Entrer dans les apprentissages par des thématiques ou des espaces ? Pascal Clerc, maître de conférences en géographie à l’IUFM de Lyon, livre son point de vue.
Ce programme traite presque seulement de la France. Il ne peut répondre à des questions qui se posent à toutes les échelles et pour tous les espaces. Il ne peut pas prendre en compte le fait que nous vivons dans un monde connecté. Il ne participe pas d’une nécessaire construction citoyenne plurielle : aux échelles nationale, européenne et mondiale.
Ce programme n’a pas de cohérence, de fil directeur. Les sous-parties ne correspondent pas toujours aux titres des parties (par exemple une étude des grands traits du relief de la planète dans la partie « La France dans le monde »). Les thèmes se succèdent sans que l’on y trouve une logique lisible. Diverses conceptions de la géographie sont en jeu (du très classique avec par exemple « Les principaux caractères du relief » au plus actuel autour des verbes « se déplacer » ou « produire ») sans que cela ne soit justifié.
Ce programme n’explicite rien de son projet et laisse les enseignants démunis quant à ses attendus et aux propositions de mise en œuvre. Certes un texte programmatique doit être court mais cela n’exclut pas quelques explications surtout dans une discipline que les enseignants du primaire ont souvent du mal à enseigner de manière actualisée.
La première question est de savoir si l’entrée dans le programme se fait par des thématiques ou par des espaces (même si finalement, on aborde ces deux aspects indissociables) ; autrement dit si on étudie l’Afrique en traitant au passage de la question du développement ou si à l’intérieur d’un thème sur le développement, on prend comme exemple l’Afrique. Je plaide résolument pour une entrée thématique, la seule à même de donner de l’autonomie aux élèves : étudier l’Afrique ne permet pas d’étudier l’Asie, tandis qu’étudier le concept de développement permet de le mobiliser pour étudier des situations spatialisées différentes.

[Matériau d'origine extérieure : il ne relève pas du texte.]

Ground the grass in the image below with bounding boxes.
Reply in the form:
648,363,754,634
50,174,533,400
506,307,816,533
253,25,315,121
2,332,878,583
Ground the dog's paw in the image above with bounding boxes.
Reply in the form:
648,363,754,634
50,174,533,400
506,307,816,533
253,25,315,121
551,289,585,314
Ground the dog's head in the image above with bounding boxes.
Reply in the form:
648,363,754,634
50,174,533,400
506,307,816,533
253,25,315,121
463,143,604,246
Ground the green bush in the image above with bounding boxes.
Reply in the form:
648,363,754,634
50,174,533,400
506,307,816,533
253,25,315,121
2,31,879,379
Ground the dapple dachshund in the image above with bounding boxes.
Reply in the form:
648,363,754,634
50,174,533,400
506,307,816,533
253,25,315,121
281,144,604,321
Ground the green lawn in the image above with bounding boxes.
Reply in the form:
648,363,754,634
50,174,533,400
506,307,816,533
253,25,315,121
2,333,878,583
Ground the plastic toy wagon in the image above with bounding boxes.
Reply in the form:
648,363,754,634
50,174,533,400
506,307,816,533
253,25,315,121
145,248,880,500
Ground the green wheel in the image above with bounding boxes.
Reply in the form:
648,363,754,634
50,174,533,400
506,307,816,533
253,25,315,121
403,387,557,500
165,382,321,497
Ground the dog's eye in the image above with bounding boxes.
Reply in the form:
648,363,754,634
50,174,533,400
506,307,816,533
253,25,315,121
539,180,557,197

Un texte qui, sans être trop long, énonce un projet d’ensemble. Il faudrait ensuite pour chaque sujet d’étude : un titre, le court exposé d’une problématique, quelques questions pour orienter le travail et quelques pistes pour les enseignants.
Un programme ancré dans le monde contemporain qui traite, en mobilisant des connaissances et des concepts géographiques, de questions vives, de questions d’actualité, d’enjeux essentiels.
Un programme qui privilégie la compréhension et la réflexion à la description ; la description et les connaissances factuelles dans leur ensemble sont absolument indispensables, mais elles ne sont pas la finalité de l’enseignement ; elles sont au service du sens, de la compréhension, même à l’école primaire. Il faut connaître les grandes lignes du relief de la France pour comprendre par exemple les contraintes de circulation mais ce n’est pas un but en soi.
Parmi d’autres possibles, on peut imaginer trois entrées, trois actions des sociétés dans leurs espaces : Habiter, exploiter, (se) déplacer. Pour chaque entrée, on peut envisager quelques thèmes problématisés. Par exemple, pour « (se) déplacer » : Comment se déplacer en ville ? L’automobile a-t-elle un avenir ? Le rail ou la route pour transporter les marchandises ? Quel intérêt pour le transport par container ? Enfin pour chaque thème, différents espaces peuvent être étudiés (au choix ou non des enseignants mais toujours en faisant des propositions). Pour prolonger l’exemple donné ci-dessus : une ville européenne, le milieu local, le réseau routier et ferroviaire français pour les marchandises, le transport maritime (et ses prolongements terrestres) dans le monde. Rien n’interdit à ce niveau d’accorder plus de place à la France et à l’Europe qu’à d’autres régions du monde.